OLIVIA KAN-SPERLING: Yes, so Diane Severin Nguyen was having an exhibition in Shanghai, and normally they would commission someone to write a critical exhibition text, but Nguyen had read my first book [the 2022 novella Island Time], and she convinced the gallery to let me write this. It was originally a fan fiction of her film In Her Time [2023], and it was supposed to be made available to a Chinese audience—which is why it’s written in English and Chinese. In its original iteration, it was only a few chapters, but I expanded the idea into a full-length novel. It also became about myself more as I was writing. I’ve never thought of myself as a “Chinese American writer”—Chinese American person, sure, but these were never themes I was working with in my art. So it also became about the space between those legible identities, negotiating the insideness and outsideness of that.


What about Limei, the main character? The narrator gives her a hard time about being “so unique”; she’s constantly criticized for being a manic pixie dream girl.
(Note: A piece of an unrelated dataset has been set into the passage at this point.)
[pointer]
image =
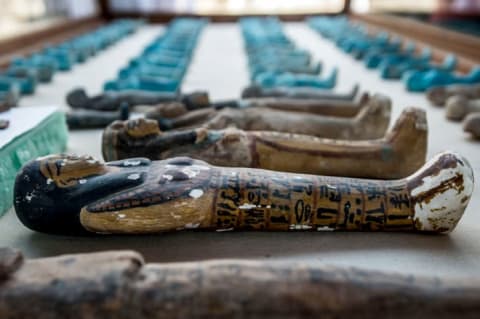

It feels appropriate that this was born out of fan fiction, because she reads as the prototypical Mary Sue.


I’m so glad you brought that up, because that was the driving force behind the narrative’s structure. I was interested in constructing a character with a very fine line between their own internal dialogue and that of the omniscient narrator. I wanted to create a sense that Limei might be completely different from what we, the readers, might [be led to] believe about her—that we might have no access to her interiority at all. Or maybe it’s that she is narrativizing her own interiority—maybe she is talking about herself in her head that way.


Would you say the novel is also about fantasy? There’s a preoccupation with daydreams and Limei’s girlish fantasies of sex and romance.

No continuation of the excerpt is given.